Los hombres de Escipión capturaron un cuantioso botín compuesto por abundante plata —principal recurso cartaginés a la hora de pagar a sus mercenarios ibéricos—, además de una enorme cantidad de material bélico, incluidos 18 buques de la flota púnica. La suerte se alió otra vez con el procónsul al ser encontrados, en el interior de un recinto amurallado, más de 300 rehenes que los cartagineses habían tomado de sus tribus aliadas con el propósito de impedir ser traicionados en sus acuerdos militares. Publio ordenó la liberación de estos prisioneros, gesto que le granjeó la amistad de las correspondientes tribus nativas.

La toma sin esfuerzo de Cartago Nova es el primer gran acontecimiento militar en la carrera fulgurante de Escipión. Como es obvio, la buena nueva tardó muy poco en llegar a Roma. Con alborozo, senadores y plebe elogiaron el magnífico comportamiento de su bravo general, quien por otra parte veía crecer su leyenda de protección divina. Valga como ejemplo esta anécdota registrada en los instantes previos al asalto romano de la futura Cartagena. Según se dice, existía una zona pantanosa en las inmediaciones de la plaza púnica. Si los romanos querían tomarla deberían pasar obligatoriamente atravesando esas difíciles aguas. La pesada impedimenta de los legionarios hacía prácticamente imposible que éstos pudieran transitar por allí. Sin embargo, Escipión se plantó ante sus hombres para decirles que el mismísimo Neptuno se le había aparecido explicándole en sueños cómo se debía superar aquel lodazal pestilente. Los curtidos soldados se miraron entre sí algo incrédulos, aunque sabían que su jefe tenía fama de adivino y protegido de los dioses. Publio, sin decir más, empezó a correr por las aguas del otrora profundo pantano. Los legionarios, con ojos de asombro, comenzaron a vitorear a su jefe mientras lo seguían en su alocada carrera. En pocos minutos, todo el contingente atravesó el hasta entonces imposible pantano. ¿Fue un milagro de Neptuno? ¿Era Escipión un mimado del cielo? Lo cierto es que no sabemos responder a estas preguntas. Sí, en cambio, conocemos que unos días antes Escipión había mantenido algunas conversaciones con los pescadores de Tarraco, los mismos que le enseñaron cómo eran las mareas de aquellas costas, y su periodicidad. Por tanto, el inteligente Publio estaba sobre la pista del comportamiento de aquel traicionero pantano, mientras que sus hombres, en su mayoría agricultores, desconocían por completo el dato que su líder se guardaba bajo el peto acorazado. Tras cumplir con este capítulo, la moral del ejército romano subió como la espuma, pensando que sin duda Publio Cornelio Escipión luchaba bajo el manto protector de Neptuno, Júpiter y toda la cohorte celestial.
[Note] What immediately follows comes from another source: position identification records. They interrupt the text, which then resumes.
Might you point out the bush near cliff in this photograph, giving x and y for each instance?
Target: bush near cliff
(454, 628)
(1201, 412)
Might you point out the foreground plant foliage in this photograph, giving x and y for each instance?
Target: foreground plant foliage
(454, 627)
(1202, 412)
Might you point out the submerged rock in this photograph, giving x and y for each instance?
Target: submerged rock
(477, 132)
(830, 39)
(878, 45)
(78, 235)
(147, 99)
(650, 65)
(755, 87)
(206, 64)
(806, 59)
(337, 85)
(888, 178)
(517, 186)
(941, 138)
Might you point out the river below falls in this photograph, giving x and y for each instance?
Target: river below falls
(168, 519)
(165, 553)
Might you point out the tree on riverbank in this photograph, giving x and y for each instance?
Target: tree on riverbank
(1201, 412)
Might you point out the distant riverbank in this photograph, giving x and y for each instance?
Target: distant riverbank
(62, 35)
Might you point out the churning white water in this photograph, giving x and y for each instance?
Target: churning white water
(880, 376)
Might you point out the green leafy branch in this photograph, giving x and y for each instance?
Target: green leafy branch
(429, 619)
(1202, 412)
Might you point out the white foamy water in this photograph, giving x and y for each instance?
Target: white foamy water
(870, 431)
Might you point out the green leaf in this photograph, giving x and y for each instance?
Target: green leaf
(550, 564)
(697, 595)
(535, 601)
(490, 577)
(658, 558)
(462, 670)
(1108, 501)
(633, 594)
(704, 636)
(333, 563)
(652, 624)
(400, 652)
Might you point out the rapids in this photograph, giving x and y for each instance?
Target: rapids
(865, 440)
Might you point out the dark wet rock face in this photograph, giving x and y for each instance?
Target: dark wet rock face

Tras conquistar la capital cartaginesa de la península Ibérica, las legiones de Escipión continuaron avanzando hacia el sur por la costa hasta llegar, posiblemente, a la zona almeriense, con la intención de controlar los inagotables recursos mineros que ofrecían aquellos pagos. Con el fin del verano, el procónsul optó por replegarse a Tarraco, su cuartel general, mientras ordenaba el levantamiento de fortificaciones defensivas en Cartago Nova a la espera de una hipotética contraofensiva cartaginesa.

En ese tiempo los ejércitos púnicos se encontraban repartidos en tres grandes cuerpos de combate que se esparcían por el sur, oeste y centro peninsulares. Esta táctica puede parecer algo incoherente tal y como estaban las cosas en 209 a.C., pero no olvidemos que Cartago cimentaba su poder bélico en la fuerza de sus mercenarios. Por tanto, que el ejército cartaginés en Hispania se distribuyera de ese modo bien pudiera obedecer al intento de reclutar nuevas tropas en la Celtiberia con el objetivo primordial de socorrer, finalmente, al necesitado Aníbal.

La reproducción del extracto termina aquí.